Oltre che da alcuni concerti il quarantennale della Musica ribelle viene celebrato con un cofanetto (Universal) che contiene i cinque LP che l’artista milanese pubblicò in altrettanti anni, dal 1975 al 1979, per la Cramps. Il Finardi che si riaffaccerà alla ribalta nell’81 con un album omonimo (il primo di sette per la Fonit-Cetra), nel quale suscitando scandalo si farà dare una mano per i testi da Valerio Negrini, paroliere dei Pooh, sarà la stessa ma un’altra cosa. Manterrà costantemente un’intima coerenza (pure in anni Duemila marcati da giravolte stilistiche da vertigini) e firmerà, seppure disseminandole in un arco assai più ampio, un’altra mezza dozzina di canzoni di assoluta memorabilità, ma guardando la musica italiana come di lato. Similmente al Dylan post-incidente motociclistico, non più nel flusso delle cose, non più intento a cantare che i tempi stavano cambiando e, facendolo, a cambiarli i tempi. “40 anni di musica ribelle” è un viaggio emozionante perché simultaneamente racconto di un percorso artistico e umano eccezionale e fotografia in movimento di un’epoca irripetibile di sogni, contraddizioni, drammi.

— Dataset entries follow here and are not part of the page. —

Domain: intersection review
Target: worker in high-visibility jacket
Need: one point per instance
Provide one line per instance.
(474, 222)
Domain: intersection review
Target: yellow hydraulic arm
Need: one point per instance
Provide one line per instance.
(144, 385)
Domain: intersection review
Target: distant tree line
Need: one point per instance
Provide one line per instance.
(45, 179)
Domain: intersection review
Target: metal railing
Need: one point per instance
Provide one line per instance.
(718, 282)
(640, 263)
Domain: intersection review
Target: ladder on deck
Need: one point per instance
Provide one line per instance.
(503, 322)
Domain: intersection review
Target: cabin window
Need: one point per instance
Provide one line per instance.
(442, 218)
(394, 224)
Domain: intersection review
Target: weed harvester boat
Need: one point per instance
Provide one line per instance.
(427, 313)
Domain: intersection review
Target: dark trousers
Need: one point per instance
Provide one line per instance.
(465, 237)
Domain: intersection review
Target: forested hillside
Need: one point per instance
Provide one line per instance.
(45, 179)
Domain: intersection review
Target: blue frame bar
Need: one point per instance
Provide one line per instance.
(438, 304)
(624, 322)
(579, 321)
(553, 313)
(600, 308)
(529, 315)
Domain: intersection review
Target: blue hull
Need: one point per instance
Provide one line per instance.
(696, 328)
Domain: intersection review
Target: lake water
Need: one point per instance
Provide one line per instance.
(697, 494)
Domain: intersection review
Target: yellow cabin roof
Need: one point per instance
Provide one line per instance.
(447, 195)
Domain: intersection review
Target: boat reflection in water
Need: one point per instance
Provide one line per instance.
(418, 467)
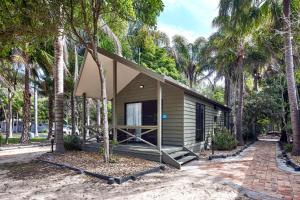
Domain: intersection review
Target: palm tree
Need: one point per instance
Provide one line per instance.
(188, 57)
(59, 90)
(22, 57)
(238, 19)
(26, 108)
(44, 80)
(291, 84)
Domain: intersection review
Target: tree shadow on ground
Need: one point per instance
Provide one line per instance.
(33, 170)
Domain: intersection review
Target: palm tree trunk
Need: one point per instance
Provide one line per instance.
(227, 92)
(26, 107)
(73, 98)
(88, 118)
(73, 113)
(291, 84)
(103, 98)
(10, 114)
(98, 112)
(36, 133)
(8, 117)
(50, 114)
(239, 117)
(59, 92)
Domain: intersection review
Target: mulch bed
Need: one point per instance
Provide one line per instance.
(292, 161)
(207, 154)
(124, 168)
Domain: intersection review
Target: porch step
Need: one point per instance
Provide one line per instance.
(179, 154)
(186, 159)
(178, 157)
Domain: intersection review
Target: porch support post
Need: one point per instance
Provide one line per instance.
(159, 110)
(84, 117)
(114, 101)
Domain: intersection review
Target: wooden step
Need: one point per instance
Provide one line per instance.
(186, 159)
(179, 154)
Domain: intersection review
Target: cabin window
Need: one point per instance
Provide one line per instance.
(134, 116)
(142, 114)
(200, 118)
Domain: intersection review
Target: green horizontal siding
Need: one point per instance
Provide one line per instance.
(172, 131)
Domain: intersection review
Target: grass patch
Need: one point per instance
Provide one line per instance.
(16, 140)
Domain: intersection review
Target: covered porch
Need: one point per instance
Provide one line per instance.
(131, 135)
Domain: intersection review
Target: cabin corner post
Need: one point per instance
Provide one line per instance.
(84, 117)
(159, 114)
(114, 100)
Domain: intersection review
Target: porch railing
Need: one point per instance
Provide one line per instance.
(95, 132)
(125, 129)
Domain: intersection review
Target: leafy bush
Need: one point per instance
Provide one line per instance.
(224, 140)
(72, 142)
(288, 147)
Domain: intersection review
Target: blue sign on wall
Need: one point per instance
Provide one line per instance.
(164, 116)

Del suo inizio, “Non gettate alcun oggetto dai finestrini”, direi che è ora di rivalutarlo. Saranno pure ingenue le parole – commoventi però, con lo sguardo timido e insieme sfacciato che gettano sul futuro: “but until I get old/I’ll just be singing my rock & roll” programma cui l’autore si è mostrato fedele – ma gli spartiti appaiono già straordinariamente promettenti. Paradossalmente, in modo particolare nell’unico titolo non autografo, il folk delle risaie Saluteremo il signor padrone, reso dapprincipio come un hard quasi proto-punk e da lì in transito verso un mosso jazz-rock, con la coppia Hugh Bullen/Walter Calloni (la migliore sezione ritmica che mai abbia operato nel nostro paese: l’ho detto) già in spolvero. Nondimeno lo stacco con il successivo “Sugo” mozza il fiato. Pronti e via ed è Musica ribelle: istantanea generazionale fenomenale e rock come non se n’era mai udito dalle nostre parti e, in questa forma, raramente altrove. Con il violino in luogo della chitarra elettrica a disegnare la melodia, il ritornello una sarabanda guerriera e il basso e la batteria a incalzare fluidi. Segue il country’n’western sfrenato La radio. Segue una sospesa, misterica Quasar in tutto degna di quei Weather Report che apertamente omaggia. Ed è incredibile che ci sia ancora vita e ispirazione dopo un un-due-tre sì micidiale: con il rock’n’roll Soldi, con una Ninnananna di afflato addirittura cameristico, con il jazzeggiare liquido e ondeggiante, che troverà pieno sviluppo nella title track dell’album successivo, di Sulla strada. E ancora: con una Voglio che parte elegante e arriva deflagrante, cattiva; con la delicatissima Oggi ho imparato a volare; con lo scherzo reggae La C.I.A.; con La paura del domani, congedo storto e inquieto.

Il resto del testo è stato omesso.